The town of Sylva plans to impose a new parking law to stop shop owners and employees from taking up customer parking on Main Street.
While most towns in the region face the same challenge — what to do about downtown workers monopolizing coveted parking spaces — only Highlands has tried to legislate a solution so far.
Highlands has an ordinance barring employees from parking on Main Street, a model Sylva now wants to emulate.
The new ordinance comes as part of a larger attempt to fix the parking pinch in downtown Sylva, which has shop owners on Mill and Main streets infuriated by the lack of available customer parking during peak business hours.
To help alleviate the problem, the town board recently decided to rent a commercial lot near the intersection of Mill and Main and designate it for free public parking.
It will provide between 30 and 40 additional parking spaces downtown, but the board felt it needed to go a step further.
Last week, the town’s attorney Eric Ridenour offered the board a first draft of the ordinance, which would bar employees of downtown businesses from on-street parking along the one-way portions of Mill and Main streets.
Ridenour told the board that Highlands’ version of the ordinance includes an exception for service-oriented businesses like real estate offices, which need to keep their vehicles close to serve customers.
Board Member Sarah Graham said she didn’t see the need to make exceptions, particularly given the town’s investment in leasing an additional lot.
“We should free up as many spaces downtown as possible,” said Graham.
Board Member Danny Allen agreed.
“The town (now) has three parking lots, and they’re all in close proximity to one end of town,” Allen said. “It’s not going to require but a hop and a skip for them.”
The board considered a provision that would reserve spots in the newly leased lot for businesses willing to pay a rental fee.
That suggestion didn’t thrill Sylva Police Chief Jeff Jamison, who said it would be difficult to enforce.
“We’re going to be policing that lot as well as Main Street. Is that what I’m hearing?” Jamison asked. “That’s going to be difficult folks.”
The board ultimately struck the idea from the draft ordinance.
Enforcement a challenge
Ridenour said the ordinance would rely heavily on the cooperation of business owners to report violations to the Sylva police, since the department doesn’t have any staff dedicated to parking enforcement.
“The way I drafted it is in the hope that our downtown business owners will work as our eyes and ears,” said Ridenour.
The town not only lacks a dedicated parking cop, but enforcement would hinge on police officers’ ability to visually recognize the vehicles of downtown workers. If a worker’s car is indeed spotted in a parking space that’s off-limits to them, another challenge is determining whether that employee is on their shift — or happens to be shopping downtown on their day off. The board plans to hold a public hearing on the ordinance at its second meeting in July.

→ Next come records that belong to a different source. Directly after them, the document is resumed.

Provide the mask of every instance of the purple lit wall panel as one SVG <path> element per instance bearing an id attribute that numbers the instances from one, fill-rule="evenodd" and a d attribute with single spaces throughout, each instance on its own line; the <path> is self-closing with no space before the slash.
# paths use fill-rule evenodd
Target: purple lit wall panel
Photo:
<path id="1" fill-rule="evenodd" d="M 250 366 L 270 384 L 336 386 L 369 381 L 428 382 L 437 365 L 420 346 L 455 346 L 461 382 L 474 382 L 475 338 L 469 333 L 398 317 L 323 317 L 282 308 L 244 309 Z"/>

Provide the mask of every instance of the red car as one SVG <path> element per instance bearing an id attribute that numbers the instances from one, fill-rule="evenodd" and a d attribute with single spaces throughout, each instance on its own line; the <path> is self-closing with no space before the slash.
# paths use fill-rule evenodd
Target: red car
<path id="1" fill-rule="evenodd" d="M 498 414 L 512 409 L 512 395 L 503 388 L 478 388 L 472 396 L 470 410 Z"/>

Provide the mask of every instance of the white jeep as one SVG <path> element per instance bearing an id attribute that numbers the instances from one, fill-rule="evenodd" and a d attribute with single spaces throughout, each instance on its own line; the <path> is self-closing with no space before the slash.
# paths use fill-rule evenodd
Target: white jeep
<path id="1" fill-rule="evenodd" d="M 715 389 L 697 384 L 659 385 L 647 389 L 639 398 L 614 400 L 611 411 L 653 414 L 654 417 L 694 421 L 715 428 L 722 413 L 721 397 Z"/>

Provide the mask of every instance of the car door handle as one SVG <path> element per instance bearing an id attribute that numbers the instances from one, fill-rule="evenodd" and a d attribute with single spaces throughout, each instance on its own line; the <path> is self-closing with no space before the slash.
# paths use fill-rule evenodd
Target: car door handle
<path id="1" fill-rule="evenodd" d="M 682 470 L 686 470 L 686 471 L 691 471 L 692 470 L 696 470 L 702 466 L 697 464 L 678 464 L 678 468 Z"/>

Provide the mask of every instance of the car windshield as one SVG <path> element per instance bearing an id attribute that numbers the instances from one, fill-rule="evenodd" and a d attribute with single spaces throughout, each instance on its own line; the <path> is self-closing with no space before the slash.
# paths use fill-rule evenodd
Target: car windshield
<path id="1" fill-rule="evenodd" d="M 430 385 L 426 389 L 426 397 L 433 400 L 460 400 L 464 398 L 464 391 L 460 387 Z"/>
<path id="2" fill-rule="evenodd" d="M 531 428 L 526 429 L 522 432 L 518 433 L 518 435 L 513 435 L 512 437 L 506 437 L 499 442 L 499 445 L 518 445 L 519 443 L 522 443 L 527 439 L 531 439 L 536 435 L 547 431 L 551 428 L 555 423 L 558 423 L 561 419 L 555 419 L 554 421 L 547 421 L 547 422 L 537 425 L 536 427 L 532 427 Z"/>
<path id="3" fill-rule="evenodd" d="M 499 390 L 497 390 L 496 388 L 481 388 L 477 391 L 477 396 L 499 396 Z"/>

Sylva is not alone in confronting the issue of employees and business owners parking in spots that were meant for their customers. Waynesville’s Town Manager Lee Galloway said the problem is ubiquitous.
“I’ve worked in six towns, and I don’t think there’s one that didn’t have the same issue,” Galloway said.
Galloway recalled a running joke in Rockingham about a jeweler named Fox.
“Why does Mr. Fox park right in front of his business? Because he can’t get his car inside,” Galloway said.
Galloway said Waynesville has addressed the issue by adding more public parking –– in particular a large parking deck a block off Main Street –– and by enforcing three-hour parking limits on Main Street.
In addition, the Downtown Waynesville Association has taken on the responsibility of communicating with business owners about the need to keep customer parking free.
“We’ve tried to handle it amongst ourselves,” said Buffy Messer, the downtown association’s director. “I think the merchants try to communicate with their neighbors. We don’t mind if someone parks all day as long as they’re spending money.”
Bryson City has the same problem, especially during the high season, but Town Manager Larry Callicutt said thus far no one has suggested drafting an ordinance to confront it.
“I’m not sure there’s a town where that doesn’t happen,” said Callicutt. “They’ve always complained about it, but it’s not gotten to the point that anyone’s taken action on it.”
Galloway said he understands merchants’ anger over the issue.
“You have to turn those spots over to protect your merchants,” Galloway said. “I understand their frustration.”